Nepal Trek – FAQ’s
Q: Is the “trekking” hard?
A: That is a very difficult question to answer and it is different for everyone. If you are in decent physical shape and you listen to your guide you should do fine. ”Fitness” per see is not an indication on how you will do at altitude, and actually people who walk slower often do better than “fit” and fast hikers. Best to contact us if you have concerns about your ability to accomplish this trek. The walking is no different than walking in the mountains anywhere else in the world – except there are lot’s of stone stairs in Nepal. The biggest deal is the fact that you are out in the mountains for 17 days and that seems to wear on some people more than others. Ninety year old’s have made it to Everest Base Camp! This is a walking trip – no “climbing” is required.
Q: How can I know if I will be able to handle the altitude?
A: It is different for everyone, however we have had a very high success rate by following our carefully planned acclimatization schedule that we have been experimenting with over the last 30 years.
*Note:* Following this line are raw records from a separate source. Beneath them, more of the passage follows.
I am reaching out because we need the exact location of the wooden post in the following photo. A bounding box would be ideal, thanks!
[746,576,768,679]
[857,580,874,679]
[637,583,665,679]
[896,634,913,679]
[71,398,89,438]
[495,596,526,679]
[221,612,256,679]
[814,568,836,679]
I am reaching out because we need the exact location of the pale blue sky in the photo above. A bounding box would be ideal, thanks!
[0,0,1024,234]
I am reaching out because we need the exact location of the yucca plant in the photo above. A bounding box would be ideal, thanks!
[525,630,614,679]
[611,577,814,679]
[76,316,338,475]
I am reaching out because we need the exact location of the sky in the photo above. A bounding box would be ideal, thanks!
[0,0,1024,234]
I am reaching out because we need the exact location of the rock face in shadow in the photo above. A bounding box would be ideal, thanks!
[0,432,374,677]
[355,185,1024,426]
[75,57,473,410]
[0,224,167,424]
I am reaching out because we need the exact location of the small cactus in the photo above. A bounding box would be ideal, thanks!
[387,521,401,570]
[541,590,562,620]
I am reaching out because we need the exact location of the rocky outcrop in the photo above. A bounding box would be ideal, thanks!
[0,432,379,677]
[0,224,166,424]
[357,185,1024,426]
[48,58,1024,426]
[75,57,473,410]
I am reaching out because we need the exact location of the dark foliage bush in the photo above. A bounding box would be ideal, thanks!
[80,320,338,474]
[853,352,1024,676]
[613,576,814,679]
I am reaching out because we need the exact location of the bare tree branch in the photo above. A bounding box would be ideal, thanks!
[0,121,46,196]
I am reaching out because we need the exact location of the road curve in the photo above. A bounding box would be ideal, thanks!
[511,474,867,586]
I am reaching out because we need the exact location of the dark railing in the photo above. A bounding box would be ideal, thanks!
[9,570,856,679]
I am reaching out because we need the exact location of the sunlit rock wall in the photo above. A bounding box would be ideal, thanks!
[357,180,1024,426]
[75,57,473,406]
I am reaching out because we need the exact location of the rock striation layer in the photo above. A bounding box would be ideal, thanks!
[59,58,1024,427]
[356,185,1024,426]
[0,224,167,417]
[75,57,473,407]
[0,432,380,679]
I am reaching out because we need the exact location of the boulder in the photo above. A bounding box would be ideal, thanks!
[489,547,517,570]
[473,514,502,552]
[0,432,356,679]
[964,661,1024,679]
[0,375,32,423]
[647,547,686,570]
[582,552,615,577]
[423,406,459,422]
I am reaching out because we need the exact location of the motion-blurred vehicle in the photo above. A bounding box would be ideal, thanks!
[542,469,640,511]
We know how to get you to Everest Base Camp and have taken hundreds of people there. ”Fitness” is not an indicator of how you will do at altitude. How well you listen to your guide and follow his advise is what we have found to be the critical factor that determines how people do on this trip. Listen to your guide and you will do fine and feel good and have a great time.
Q: What kind of walking shoes/boots should I wear for this trip?
A: A low-cut or mid-height lightweight hiking boot or a heavyweight trail running shoe works just fine for this trip. Unless you are prone to ankle problems and need extra support, you don’t need big bulky hiking boots. Waterproof and breathable boots are recommended. The “BEST” boots are the ones that fit you the best – try Lowa Zephyr, Vasque Breeze, Merrel Chameleon.
Q: Since we will be staying in lodges do I need to bring a sleeping bag?
A: Yes. Although we do sleep in lodges with beds, it is best to sleep in your own bag on top of the bed in your room. Some lodges have sheets and blankets or there are typically Tibetan blankets on the beds you can throw over your sleeping bag if more warmth is needed.
Q: Do you recommend trekking poles?
A: ABSOLUTELY – and you can buy them cheaply once you get to Kathmandu. There is a million reasons why you should use trekking poles – for good balance, posture, saving your joints, avoiding slips and twisting ankles, keeping yaks and dogs away, crossing streams, descending stairs, etc., etc..
Q: Are there ATM’s available?
A: There are ATM’s in Kathmandu, one of which is not far from our hotel. There is also an ATM in Lukla and Namche, but they cannot be relied upon to work. This is “Nepal” – a saying you will often hear – meaning there are no guarantee’s with anything in this country, and especially in the mountains.
Q: Can I rent a sleeping bag for the trip vs. bringing my own?
A: Yes, you can rent a sleeping bag in Kathmandu for the trip. The cost is very minimal, though the cleanliness of the bags are not known. You can also buy bags in Kathmandu at a good price.
Q: Are there food choices for vegetarians?
A: Yes, usually there are plenty of menu items including rice, lentils, potatoes, noodles, and soups, and a wide range of vegetables that will cater towards the vegetarians out there. You will be able to order what you want off the menu in each lodge.
Q: Is Internet access available?
A: There are many internet cafes located throughout Kathmandu, along with a business center located right in our hotel. While on the trail there are opportunities to access the internet in Lukla, Namche, and Pheriche. The presence of Wi-Fi is increasing in the Khumbu region so using an I-pad with a SIMM card works very well (usually).
Q: Is trip insurance required?
A: Though we can’t make you purchase trip insurance, we at Right Path Adventures we highly (did we say HIGHLY) recommend you acquire coverage for your trip and your belongings. We recommend using: Alliance Travel insurance – www.alliancetravelinsurance.com
Q: Will we have the opportunity to take showers while trekking?
A: Most of the lodges we stay in have showers. The “showers” provided may be as simple as a bucket filled with hot water and a tube providing the water flow, but it’ll get you clean! The showers are often solar heated so are affected by weather, and the number of people ahead of you!
Q: Water? Is it safe to drink, and is it readily accessible?
A: The water in Nepal is not safe to drink other than bottled water. Bottled water is available for you to purchase along the way.
Q: With all the electronic devices and “iThings” I have, will I be able to keep them charged?
A: Sometimes but usually often enough. Most lodges provide charging services for a small fee. Make sure to bring the appropriate adapter for the region (A type C adapter will work in most cases. A type C is a two-wire plug that is ungrounded and has two round prongs) so that you are able to plug in your device. The lodge owners do not provide this for you. Charging is unreliable but can be accomplished. Nepal is a third world country and you are in the mountains – nothing can be promised in this environment, especially when solar power is being used. Hair dryers are not recommended as they can blow the power at these lodges.